Na escola passou a ser considerada uma menina solitária e excêntrica. Nem na adolescência libertou-se dessa definição que lhe havia sido atribuída pelas meninas menos bonitas, mas mais populares. E por se prestar a estados de melancolia e insistir no estilo de arlequim mesmo depois da morte da avó, acabou consolidando a fama.
Agora, a chave gira com facilidade, abrindo a casa habitada por sombras e pelo silêncio. O avô havia sido enterrado naquela tarde, depois da agonia de alguns anos, pelos quais foi perdendo sua identidade, e no final já não era aquele homem grande e cheio de autoridade que havia substituído seu pai quando ela ainda era uma garotinha medrosa, que precisava de ajuda para subir as escadas e até para alcançar a cama.
Ele lhe havia deixado o sobrado. Todos os tios e primos concordavam que o sobrado devia ficar para ela, de modos que agora precisava entrar e tomar posse da sua herança. Junto com o sobrado vinham todas as lembranças, atulhadas nos vãos da escada, no cheiro bolorento dos armários manchados, nas cortinas tristes de brocado desbotado.
Seu quarto, visto pelos olhos da menina crescida, era acanhado, bem menor do que lembrava, e a cama de madeira construída pelo avô, que lhe parecia imensa, era apenas uma caminha de menina, pintada de azul, grossa das muitas camadas renovadas todo ano antes do natal, quando vinham os filhos e netos de diferentes partes do estado, com suas bagagens cheias de novidades que usavam nas festas e de coisas velhas que acabavam ficando para ela.
Não eram dados à leitura que não fosse a bíblia e o jornal diário, que o velho comprava na banca embaixo de seu escritório. Por isso, ela freqüentava a biblioteca da escola com muito mais freqüência que as outras crianças, devorando os livros de fadas na hora do recreio. A falta de um rádio ou uma vitrola havia isolado sua infância da alegria de sons e de danças, ou do colorido das festas comuns na colônia. Mas o sobrado ficava bem no centro da cidade, quase em frente à praça, para onde todos convergiam nas noites de sábado, o que lhe dava a oportunidade de ver as pessoas felizes que gozavam o dia de descanso. Um coreto abrigava a bandinha da força pública que arrancava aplausos do público infantil. Era o dia em que se emplumava de seus pertences coloridos e burlava a vigilância não tão atenta da avó, para se empoleirar na janela do sótão, de onde tinha uma vista privilegiada da praça.

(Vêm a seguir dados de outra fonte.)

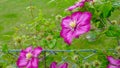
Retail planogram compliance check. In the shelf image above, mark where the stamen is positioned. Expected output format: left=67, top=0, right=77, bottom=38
left=26, top=53, right=32, bottom=59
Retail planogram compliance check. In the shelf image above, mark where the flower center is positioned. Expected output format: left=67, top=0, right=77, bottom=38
left=69, top=21, right=76, bottom=28
left=26, top=53, right=32, bottom=59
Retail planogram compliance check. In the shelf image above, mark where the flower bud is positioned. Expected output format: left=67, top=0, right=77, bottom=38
left=73, top=55, right=79, bottom=60
left=83, top=62, right=91, bottom=68
left=93, top=60, right=101, bottom=68
left=111, top=20, right=117, bottom=24
left=116, top=46, right=120, bottom=54
left=46, top=35, right=53, bottom=41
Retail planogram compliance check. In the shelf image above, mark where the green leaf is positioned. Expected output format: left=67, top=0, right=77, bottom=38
left=102, top=2, right=112, bottom=18
left=2, top=44, right=8, bottom=53
left=105, top=25, right=120, bottom=37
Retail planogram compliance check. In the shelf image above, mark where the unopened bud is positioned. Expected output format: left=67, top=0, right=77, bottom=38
left=93, top=60, right=101, bottom=68
left=83, top=62, right=91, bottom=68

Sobe a escada estreita e vê como aquele sótão da sua infância é pequeno, atravancado de móveis descascados. A visão da praça, onde alguns pombos catam insetos e desocupados dormem nos bancos lhe causa espanto. O lixo ocupa boa parte do gramado. O coreto está em ruínas. Do outro lado morava Alicinha, aquela menina desbotada que costumava atravessar a praça para brincar com ela no sótão, com todas as bonecas que a avó reformava, juntando pernas e braços diferentes e costurando com capricho, inventando roupas novas dos retalhos coloridos. Suas bonecas tinham os mesmos vestidos que ela. Alicinha adorava vestir seus vestidos e desfilar pelo quarto, imitando as modelos que via na TV. Ela mesma pouco entendia desses programas. O avô não permitia ligar a TV antes das oito da noite, quando ele via o jornal. A avó assistia um capítulo da novela em seguida e depois o aparelho era desligado, o silêncio se instalava no sobrado e só lhes restava dormir.
Também do outro lado da praça ficava o escritório de contabilidade onde o avô trabalhou até adoecer. Ele era o proprietário e, por isso mesmo, dedicava todo o seu tempo ao trabalho. Ela chegava da escola ao mesmo tempo que ele, na hora do almoço. A avó botava a mesa em silêncio, rezavam e comiam. Ajudava com a louça, enquanto o avô abria o jornal e o lia ali mesmo, na cozinha, página por página, metodicamente, dobrando cada coluna e por fim eram guardadas no caixão de lenha para avivar o fogo. Ela estava proibida de ler, porque as notícias não serviam para crianças. Por isso mesmo, quando o avô saia, devorava o jornal escondida no sótão, dobrando da mesma forma e recolocando-o com cuidado no mesmo lugar. A avó sabia mas nunca deu a entender, porque não queria ser sua cúmplice.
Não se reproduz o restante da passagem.